We ran a story on Bill Jemas‘ new comic book Wake The F*ck Up, a couple of months ago. Being published through his 10k imprint with Zenescope Press, it’s a teenage version of Go The F*ck To Sleep, and even comes with its own video, narrated in a hip hop style by Kilgorian Tralfamadore.
Not to played in a sensitive office place, of course.
Yesterday, I Skyped with Bill Jemas, who used to be President and Publisher of Marvel Comics back in the day, who started the Ultimate line, appointed Joe Quesada and basically helped bring the publisher out of bankruptcy by trying, basically, everything possible to make money.
They succeeded. But Bill tells me he eventually left when his contract ran out and didn’t try to stay at Marvel because he felt he’d done his time there – just as he had at Madison Square Garden running the sports division and at the National Basketball Association. He didn’t feel he had comics in him anymore.
He had the idea for Wake The F*ck Up about a year before it came together, the plan is to make the first half of the comic available for free digitally telling the parent’s story, with the rest of the book available in the print version, focusing on the teenager’s take.
But then there’s the second part of his plan. Not only is he launching a new comic, with a new digital promotion strategy, but he’s also launching a new comics digital reader, one that’s open source and available as a WordPress plug-in, to make it easy for comic book people to display their work, for free.
Bill Jemas was at the forefront of digital comics at Marvel. When discussing how the reader would fit panel-by-panel comics, and other material that fits the reader, such as photographic essays, it reminded me of one of those earliest of digital plans. His attempt to create digital photo comics at Marvel that didn’t go exactly to plan. He told me “A lot of what we did at Marvel we failed, we launched a lot of initiatives, there were no hand holds on the creativity… we funded as much as we could, if it was good, we’d go crazy to promote it, and if it wasn’t we quietly fold it.”
We talked back and forth about the comics industry a little, he told me how pleased he was to see Marvel forming their own movie studio. How he was proud of Mark Millar, who he talked about picking from obscurity, to work on an alternate universe comic book which most thought doomed to fail, and how pleased he was to see Kick Ass do so well.

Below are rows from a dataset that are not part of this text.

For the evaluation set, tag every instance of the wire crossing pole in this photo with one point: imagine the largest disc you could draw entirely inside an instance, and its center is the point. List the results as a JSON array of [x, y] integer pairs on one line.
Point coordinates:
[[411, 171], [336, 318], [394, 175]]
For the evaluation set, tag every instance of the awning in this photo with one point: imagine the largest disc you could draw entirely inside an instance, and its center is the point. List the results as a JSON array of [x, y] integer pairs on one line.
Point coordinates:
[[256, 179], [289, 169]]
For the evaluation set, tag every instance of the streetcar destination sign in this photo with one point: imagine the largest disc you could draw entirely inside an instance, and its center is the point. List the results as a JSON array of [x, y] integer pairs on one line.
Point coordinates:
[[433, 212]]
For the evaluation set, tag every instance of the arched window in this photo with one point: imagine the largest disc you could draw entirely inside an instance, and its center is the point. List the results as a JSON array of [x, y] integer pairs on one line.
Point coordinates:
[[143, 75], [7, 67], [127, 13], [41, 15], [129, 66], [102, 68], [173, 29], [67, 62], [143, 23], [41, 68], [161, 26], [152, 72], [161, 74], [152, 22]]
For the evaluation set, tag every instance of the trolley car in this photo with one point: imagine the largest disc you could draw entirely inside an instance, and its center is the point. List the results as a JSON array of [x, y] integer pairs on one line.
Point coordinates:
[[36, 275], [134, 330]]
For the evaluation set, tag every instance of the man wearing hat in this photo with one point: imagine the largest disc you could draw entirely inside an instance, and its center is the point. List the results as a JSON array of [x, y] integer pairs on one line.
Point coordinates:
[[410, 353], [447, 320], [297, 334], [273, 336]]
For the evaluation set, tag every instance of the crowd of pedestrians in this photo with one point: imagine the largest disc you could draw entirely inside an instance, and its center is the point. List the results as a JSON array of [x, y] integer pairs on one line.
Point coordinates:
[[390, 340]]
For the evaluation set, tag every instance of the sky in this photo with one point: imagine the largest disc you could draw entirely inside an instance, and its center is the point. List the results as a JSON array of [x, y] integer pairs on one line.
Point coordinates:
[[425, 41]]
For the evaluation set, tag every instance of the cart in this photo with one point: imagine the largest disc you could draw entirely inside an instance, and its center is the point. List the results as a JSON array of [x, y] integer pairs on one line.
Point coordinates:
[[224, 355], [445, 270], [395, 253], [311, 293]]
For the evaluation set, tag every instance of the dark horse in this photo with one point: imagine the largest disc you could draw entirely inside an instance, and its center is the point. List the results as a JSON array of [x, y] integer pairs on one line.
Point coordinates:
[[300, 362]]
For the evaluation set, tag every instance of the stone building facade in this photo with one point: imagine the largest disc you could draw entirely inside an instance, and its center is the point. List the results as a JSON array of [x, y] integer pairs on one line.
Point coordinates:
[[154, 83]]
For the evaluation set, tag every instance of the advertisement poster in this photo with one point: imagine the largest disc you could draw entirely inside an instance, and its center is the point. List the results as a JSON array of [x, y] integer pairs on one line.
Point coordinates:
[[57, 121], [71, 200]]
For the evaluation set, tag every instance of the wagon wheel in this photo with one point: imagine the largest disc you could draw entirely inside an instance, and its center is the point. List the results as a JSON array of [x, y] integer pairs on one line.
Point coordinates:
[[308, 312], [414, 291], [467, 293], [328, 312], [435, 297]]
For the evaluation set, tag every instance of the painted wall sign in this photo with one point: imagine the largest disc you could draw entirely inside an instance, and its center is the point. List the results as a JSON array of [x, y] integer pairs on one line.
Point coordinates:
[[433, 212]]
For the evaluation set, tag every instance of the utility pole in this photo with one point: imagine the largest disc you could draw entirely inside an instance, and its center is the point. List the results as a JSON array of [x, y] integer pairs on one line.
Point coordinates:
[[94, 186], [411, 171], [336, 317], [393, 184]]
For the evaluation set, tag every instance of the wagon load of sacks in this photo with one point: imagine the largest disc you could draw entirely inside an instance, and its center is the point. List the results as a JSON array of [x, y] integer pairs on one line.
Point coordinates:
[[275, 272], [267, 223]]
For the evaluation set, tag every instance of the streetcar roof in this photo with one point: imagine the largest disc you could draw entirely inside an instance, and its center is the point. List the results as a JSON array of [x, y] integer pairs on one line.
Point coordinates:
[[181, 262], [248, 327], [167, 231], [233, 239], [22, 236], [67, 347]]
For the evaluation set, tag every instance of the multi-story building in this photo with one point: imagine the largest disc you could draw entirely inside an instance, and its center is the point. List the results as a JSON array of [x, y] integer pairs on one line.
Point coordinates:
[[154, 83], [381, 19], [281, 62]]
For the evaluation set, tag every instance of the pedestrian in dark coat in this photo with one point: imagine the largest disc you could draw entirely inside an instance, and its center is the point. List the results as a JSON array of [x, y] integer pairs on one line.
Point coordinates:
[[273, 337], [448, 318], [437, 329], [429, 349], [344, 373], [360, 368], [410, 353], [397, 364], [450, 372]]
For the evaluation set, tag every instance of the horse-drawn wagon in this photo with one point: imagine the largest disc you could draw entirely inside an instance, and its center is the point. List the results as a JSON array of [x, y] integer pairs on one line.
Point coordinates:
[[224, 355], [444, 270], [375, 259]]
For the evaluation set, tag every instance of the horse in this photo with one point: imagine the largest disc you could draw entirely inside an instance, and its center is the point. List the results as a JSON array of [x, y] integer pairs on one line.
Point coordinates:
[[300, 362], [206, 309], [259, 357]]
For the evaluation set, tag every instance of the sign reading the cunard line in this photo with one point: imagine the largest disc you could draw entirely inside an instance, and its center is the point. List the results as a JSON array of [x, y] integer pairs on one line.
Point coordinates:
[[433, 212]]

He told me “if I have one bone to pick with the comics industry, they don’t focus enough on the health of the retail business.” And that while he knows he was often painted against retailers, that “it sounded that we weren’t concerned with retailers but we’d wake up every morning with one, we thought of ways to make money for comic shops.” And that while there used to be six comic shops on his drive to work of late, then four, then two. And how publishers have to ensure, for the health of the medium, that there is a strong reason for the stores to exist.
I mentioned certain changes in the direct market of late, how sales are up, and how there are now more comic stores than there used to be… just. And how the marketplace was getting closer to when he left the industry. And then we talked about his future comic book plans.
Called the Transverse Universe, it’s a series of creator projects using the new comics reader, which he sees launching properly at the end of the year. You can see an early stab at what we’ll be getting at transverseuniverse.com.
We have Enter A1, an environmental/political tract , Live The Dream, Soho Suspect, Occupy America and more. Many of the works are message based, Bill Jemas feels very concerned that for the first time one generation is not leaving a better world for the next, and that’s what the Transverse Universe is concerned about. He emphasises though that stories can be told without being heavy handed, that messages work better with humour, and that stories can give people a vision, which can change the way they act.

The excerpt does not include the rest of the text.